低位又は中位のヒンドゥー・カーストあるいは、他の部族やその集団が、習慣、儀礼の観念、生活方法を、上位のカーストないし、しばしば再生族カースト(バラモン)のそれに変化させていくプロセスである。 この変化のあと、そういう「もの申して」いる階級が、地域共同体のカースト階層内で伝統的に容認されている地位よりも、より高位のものと認めよという要求が続いておきてくるのが普通である。[4]
サンスクリット化の一つの明瞭な例は、伝統的に肉食を嫌っていない「低位カースト」とされている階層に属する人々が、再生族の習慣を模倣して、菜食主義を採用することである。
シュリニヴァスによると、サンスクリット化は単に新しい風俗や習慣を採用するということでなく、サンスクリット文献に見られる新しい概念や価値に親しんでいくことを含んでいる。
彼によると、サンスクリット化した人々の会話では、カルマ(業)、ダルマ(法)、パーパ(悪徳)、マーヤ(幻)、サンサーラ(輪廻)や、モークシャ(解脱)といったごく一般的なサンスクリット的な理念が普通に用いられているという。[5]
理論
シュリニヴァスは、オックスフォード大学に提出した博士論文でまずこの理論を提示した。この論文は、後に、『南インド、クールグ族の宗教と社会』として出版された。1952年に出版されたこの本は、カルナータカのコーダヴァ・コミュニティに関する民族学的研究であって、ここで、シュリニヴァスは次のように記している。
カースト制度とは、各カーストの位置が常に固定されているような堅牢な制度からほど遠いものである。移動は常に可能であり、とくに、階層の中位の者にとってはなおさらである。菜食主義と絶対禁酒主義を採用し、儀礼と神々をサンスクリット化することにより一世代か二世代で、より上のカーストになることができる。要するに、理論的には認められていないが、低位カーストが、可能な限り、バラモンたちの習慣、儀礼と信仰を取り込み、バラモンの生活様式を採用することは、しばしば行われていたのである。いくつかのヴェーダの儀礼はバラモンと他の二つの再生族カーストに限定されているので、本書では、この過程を「バラモン化」というのを避けて「サンスクリット化」と呼ぶことにする。[7]

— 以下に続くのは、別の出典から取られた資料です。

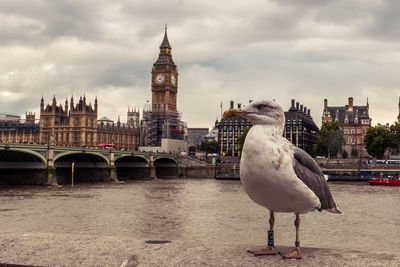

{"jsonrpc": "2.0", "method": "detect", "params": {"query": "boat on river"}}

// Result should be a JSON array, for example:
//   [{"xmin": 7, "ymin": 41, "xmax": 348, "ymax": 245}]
[{"xmin": 368, "ymin": 178, "xmax": 400, "ymax": 186}]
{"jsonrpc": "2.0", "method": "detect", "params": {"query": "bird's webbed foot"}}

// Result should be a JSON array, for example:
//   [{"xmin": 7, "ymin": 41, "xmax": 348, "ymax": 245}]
[
  {"xmin": 247, "ymin": 246, "xmax": 276, "ymax": 256},
  {"xmin": 279, "ymin": 247, "xmax": 303, "ymax": 259}
]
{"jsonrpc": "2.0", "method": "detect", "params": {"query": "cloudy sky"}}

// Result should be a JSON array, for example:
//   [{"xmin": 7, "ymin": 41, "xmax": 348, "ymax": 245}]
[{"xmin": 0, "ymin": 0, "xmax": 400, "ymax": 127}]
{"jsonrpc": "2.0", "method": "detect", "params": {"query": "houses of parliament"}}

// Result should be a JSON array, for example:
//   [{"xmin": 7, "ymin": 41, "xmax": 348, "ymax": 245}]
[{"xmin": 0, "ymin": 27, "xmax": 186, "ymax": 150}]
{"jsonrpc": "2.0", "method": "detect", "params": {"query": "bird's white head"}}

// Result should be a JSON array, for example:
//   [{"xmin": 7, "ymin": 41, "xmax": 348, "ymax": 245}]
[{"xmin": 224, "ymin": 100, "xmax": 285, "ymax": 130}]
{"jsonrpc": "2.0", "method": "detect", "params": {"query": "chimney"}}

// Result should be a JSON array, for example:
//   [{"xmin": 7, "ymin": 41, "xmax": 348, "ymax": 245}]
[{"xmin": 349, "ymin": 97, "xmax": 353, "ymax": 111}]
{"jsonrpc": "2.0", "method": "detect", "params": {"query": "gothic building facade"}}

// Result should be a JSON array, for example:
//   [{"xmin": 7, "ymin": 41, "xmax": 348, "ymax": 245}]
[
  {"xmin": 283, "ymin": 99, "xmax": 319, "ymax": 156},
  {"xmin": 0, "ymin": 96, "xmax": 139, "ymax": 150},
  {"xmin": 322, "ymin": 97, "xmax": 372, "ymax": 157},
  {"xmin": 0, "ymin": 112, "xmax": 39, "ymax": 144}
]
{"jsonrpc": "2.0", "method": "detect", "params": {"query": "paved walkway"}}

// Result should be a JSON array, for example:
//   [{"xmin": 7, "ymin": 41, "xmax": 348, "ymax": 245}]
[{"xmin": 0, "ymin": 233, "xmax": 400, "ymax": 267}]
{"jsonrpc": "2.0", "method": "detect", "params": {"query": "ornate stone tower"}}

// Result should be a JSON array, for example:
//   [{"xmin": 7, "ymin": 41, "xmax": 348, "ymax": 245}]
[
  {"xmin": 397, "ymin": 97, "xmax": 400, "ymax": 123},
  {"xmin": 151, "ymin": 25, "xmax": 178, "ymax": 112}
]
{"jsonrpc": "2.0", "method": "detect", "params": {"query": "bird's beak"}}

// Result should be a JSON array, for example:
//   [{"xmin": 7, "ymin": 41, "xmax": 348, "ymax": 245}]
[{"xmin": 223, "ymin": 108, "xmax": 246, "ymax": 118}]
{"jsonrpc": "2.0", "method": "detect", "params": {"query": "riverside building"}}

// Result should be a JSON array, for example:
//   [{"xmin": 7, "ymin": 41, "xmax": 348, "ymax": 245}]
[
  {"xmin": 216, "ymin": 99, "xmax": 319, "ymax": 156},
  {"xmin": 322, "ymin": 97, "xmax": 370, "ymax": 157},
  {"xmin": 283, "ymin": 99, "xmax": 319, "ymax": 156},
  {"xmin": 139, "ymin": 26, "xmax": 188, "ymax": 155},
  {"xmin": 0, "ymin": 96, "xmax": 139, "ymax": 150}
]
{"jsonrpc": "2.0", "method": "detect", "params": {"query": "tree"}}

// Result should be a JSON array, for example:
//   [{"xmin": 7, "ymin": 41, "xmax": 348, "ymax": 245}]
[
  {"xmin": 238, "ymin": 127, "xmax": 250, "ymax": 154},
  {"xmin": 351, "ymin": 147, "xmax": 358, "ymax": 158},
  {"xmin": 314, "ymin": 121, "xmax": 345, "ymax": 158},
  {"xmin": 200, "ymin": 140, "xmax": 218, "ymax": 153},
  {"xmin": 364, "ymin": 127, "xmax": 391, "ymax": 159}
]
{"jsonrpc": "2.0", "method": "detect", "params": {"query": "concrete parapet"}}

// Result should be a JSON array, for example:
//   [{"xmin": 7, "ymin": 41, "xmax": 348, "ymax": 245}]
[{"xmin": 0, "ymin": 233, "xmax": 400, "ymax": 267}]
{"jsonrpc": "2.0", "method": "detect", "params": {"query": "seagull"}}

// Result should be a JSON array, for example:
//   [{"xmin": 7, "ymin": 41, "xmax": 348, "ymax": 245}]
[{"xmin": 223, "ymin": 100, "xmax": 342, "ymax": 259}]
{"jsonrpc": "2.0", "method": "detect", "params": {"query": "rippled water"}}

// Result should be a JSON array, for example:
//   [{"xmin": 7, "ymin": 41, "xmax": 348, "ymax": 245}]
[{"xmin": 0, "ymin": 179, "xmax": 400, "ymax": 252}]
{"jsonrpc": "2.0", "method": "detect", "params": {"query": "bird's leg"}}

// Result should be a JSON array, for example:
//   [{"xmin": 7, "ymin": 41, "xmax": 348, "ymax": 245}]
[
  {"xmin": 279, "ymin": 213, "xmax": 303, "ymax": 259},
  {"xmin": 247, "ymin": 211, "xmax": 276, "ymax": 256}
]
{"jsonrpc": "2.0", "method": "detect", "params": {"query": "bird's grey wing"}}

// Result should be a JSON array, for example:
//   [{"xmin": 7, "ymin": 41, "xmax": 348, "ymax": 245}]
[{"xmin": 293, "ymin": 147, "xmax": 336, "ymax": 211}]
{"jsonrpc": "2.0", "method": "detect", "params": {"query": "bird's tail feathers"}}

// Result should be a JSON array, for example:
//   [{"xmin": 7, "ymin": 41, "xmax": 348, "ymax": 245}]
[{"xmin": 326, "ymin": 203, "xmax": 344, "ymax": 214}]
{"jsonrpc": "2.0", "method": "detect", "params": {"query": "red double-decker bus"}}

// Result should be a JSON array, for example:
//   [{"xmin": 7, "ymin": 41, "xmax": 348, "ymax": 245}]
[{"xmin": 97, "ymin": 144, "xmax": 117, "ymax": 149}]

この本は、カースト制度が厳格で不動な制度であるという考え方に挑戦した。サンスクリット化の概念は、カースト関係の実際の複雑さや流動性を扱っている。インドの様々なカーストや共同体による地位についての度重なる交渉におけるダイナミズムに学問的な焦点を当てたのである。
なお、ヨーゲンドゥラ・シン教授は、次のような見解をもっている。
「サンスクリット化」は、非サンスクリット的な伝統を無視してきたように、過去と現在のインドにおける文化変容の様々な側面を考慮するのに失敗した。しばしば、非サンスクリット的な文化要素は、サンスクリット的な伝統の地方化した形態であることを留意すべきであろう。・・・(中略)・・・サンスクリット的儀礼にはしばしば、置き換えられることなしに、非サンスクリット的儀礼が付け加えられている。[8]